Diagnosing Pneumothorax
Physical Examination
Doctors listen to breath sounds and observe respiratory movements.
Imaging Tests
- Chest X-ray: Confirms air in the pleural space.
- CT Scan: Provides detailed images, especially useful in small or complex cases.
- Ultrasound: Quick and effective for bedside diagnosis in emergencies.
Treatment Options
Treatment depends on the size, severity, and cause of the pneumothorax.
- Observation: Small, stable cases may resolve on their own. The air is gradually absorbed by the body.
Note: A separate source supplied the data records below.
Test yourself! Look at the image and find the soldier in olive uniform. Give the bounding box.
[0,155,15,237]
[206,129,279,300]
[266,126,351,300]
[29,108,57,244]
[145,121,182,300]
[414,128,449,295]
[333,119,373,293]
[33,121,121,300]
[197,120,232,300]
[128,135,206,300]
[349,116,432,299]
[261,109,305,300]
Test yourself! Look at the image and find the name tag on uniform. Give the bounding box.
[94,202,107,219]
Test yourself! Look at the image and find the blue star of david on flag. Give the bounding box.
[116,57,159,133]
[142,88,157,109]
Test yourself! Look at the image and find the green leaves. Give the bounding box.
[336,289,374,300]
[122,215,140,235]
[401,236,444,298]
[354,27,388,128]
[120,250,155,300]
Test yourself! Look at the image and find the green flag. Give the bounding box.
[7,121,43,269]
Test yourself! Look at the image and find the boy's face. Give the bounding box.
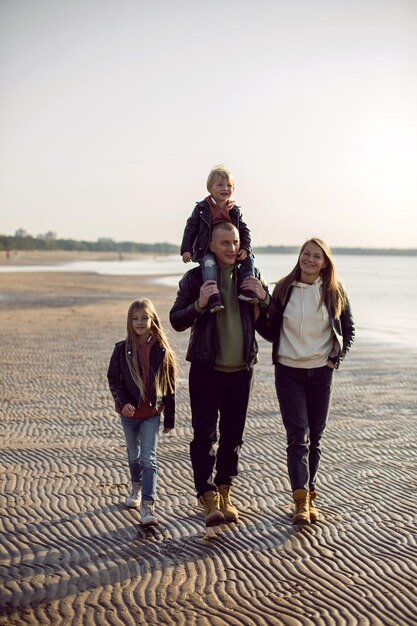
[208,175,234,205]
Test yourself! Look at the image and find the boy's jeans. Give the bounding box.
[200,252,255,284]
[274,363,334,492]
[120,415,160,501]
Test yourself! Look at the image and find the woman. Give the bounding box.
[107,298,176,527]
[259,238,354,525]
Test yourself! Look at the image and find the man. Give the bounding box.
[170,222,271,526]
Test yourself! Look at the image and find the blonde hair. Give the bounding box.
[206,165,235,192]
[272,238,347,319]
[125,299,177,398]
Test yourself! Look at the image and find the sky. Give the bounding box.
[0,0,416,249]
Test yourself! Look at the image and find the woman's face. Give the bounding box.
[299,242,327,283]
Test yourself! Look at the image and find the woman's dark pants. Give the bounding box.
[189,363,253,497]
[275,363,334,492]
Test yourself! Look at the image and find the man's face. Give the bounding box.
[209,227,240,267]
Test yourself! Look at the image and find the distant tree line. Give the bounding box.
[1,234,416,256]
[0,234,177,254]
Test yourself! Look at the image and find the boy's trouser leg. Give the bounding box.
[215,369,253,486]
[238,253,255,281]
[200,252,218,282]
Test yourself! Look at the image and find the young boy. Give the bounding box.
[180,165,257,313]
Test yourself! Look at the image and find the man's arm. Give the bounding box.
[170,272,202,332]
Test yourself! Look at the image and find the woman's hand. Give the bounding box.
[121,403,136,417]
[240,276,268,302]
[326,359,336,369]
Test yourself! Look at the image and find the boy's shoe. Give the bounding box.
[199,490,226,526]
[209,294,225,314]
[126,482,141,508]
[140,500,158,527]
[238,290,259,304]
[218,484,239,523]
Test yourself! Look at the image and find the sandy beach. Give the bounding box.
[0,266,416,626]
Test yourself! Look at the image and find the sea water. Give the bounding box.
[1,254,416,349]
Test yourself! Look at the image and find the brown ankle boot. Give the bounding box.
[309,491,319,522]
[218,484,239,523]
[292,489,310,525]
[199,490,225,526]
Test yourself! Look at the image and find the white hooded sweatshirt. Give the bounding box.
[278,276,335,368]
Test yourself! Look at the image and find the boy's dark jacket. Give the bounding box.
[169,265,270,367]
[180,199,252,262]
[107,341,175,429]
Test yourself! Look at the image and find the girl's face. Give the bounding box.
[299,242,327,283]
[209,176,234,206]
[131,308,152,339]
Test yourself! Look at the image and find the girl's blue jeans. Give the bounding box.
[275,363,334,492]
[120,415,160,501]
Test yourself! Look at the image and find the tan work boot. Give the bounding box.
[309,491,319,523]
[199,490,226,526]
[292,489,310,525]
[218,484,239,523]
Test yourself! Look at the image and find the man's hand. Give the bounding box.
[197,280,219,309]
[240,276,268,302]
[182,252,192,263]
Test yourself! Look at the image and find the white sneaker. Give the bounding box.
[140,500,158,527]
[125,483,141,508]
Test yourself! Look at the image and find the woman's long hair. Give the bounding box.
[272,238,347,318]
[125,299,177,398]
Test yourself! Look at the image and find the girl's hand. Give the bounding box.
[162,428,173,434]
[122,403,135,417]
[182,251,192,263]
[237,248,248,261]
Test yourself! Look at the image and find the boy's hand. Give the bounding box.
[182,252,192,263]
[198,280,219,309]
[237,248,248,261]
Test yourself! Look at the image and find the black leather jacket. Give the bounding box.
[107,340,175,429]
[180,199,252,262]
[256,286,355,369]
[170,265,270,368]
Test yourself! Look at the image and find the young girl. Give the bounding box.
[180,165,258,313]
[258,238,355,525]
[107,298,176,527]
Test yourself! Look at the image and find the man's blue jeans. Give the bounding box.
[275,363,334,492]
[120,415,160,501]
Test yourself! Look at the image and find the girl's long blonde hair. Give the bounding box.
[125,299,176,398]
[272,238,347,319]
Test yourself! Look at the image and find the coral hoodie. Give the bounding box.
[278,277,336,368]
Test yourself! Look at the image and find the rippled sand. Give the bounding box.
[1,271,416,626]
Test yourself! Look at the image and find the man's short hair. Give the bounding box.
[211,222,239,240]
- Needle Aspiration: A needle is used to remove trapped air. It’s a common method for small to moderate pneumothorax.
- Chest Tube Insertion: A tube is placed into the pleural space to continuously remove air. It stays in place until the lung fully re-expands.
- Surgery (VATS or Thoracotomy): In recurrent or large cases, surgery may be necessary to repair leaks and prevent recurrence. Surgeons may perform pleurodesis, which sticks the lung to the chest wall to stop future collapse.
Recovery and Aftercare
Most patients recover fully with proper treatment. Recovery time depends on the extent of lung damage and overall health. Avoid air travel and diving for several weeks after recovery. Smokers are strongly advised to quit to reduce recurrence risk.
Preventing Pneumothorax
- Don’t smoke.
- Manage chronic lung conditions effectively.
- Avoid extreme pressure environments if you're at risk.
- Get regular follow-ups if you’ve had pneumothorax before.
When to Seek Emergency Help
Call emergency services if you experience:
- Sudden chest pain
- Severe shortness of breath
- Fainting or confusion
These may indicate a life-threatening tension pneumothorax.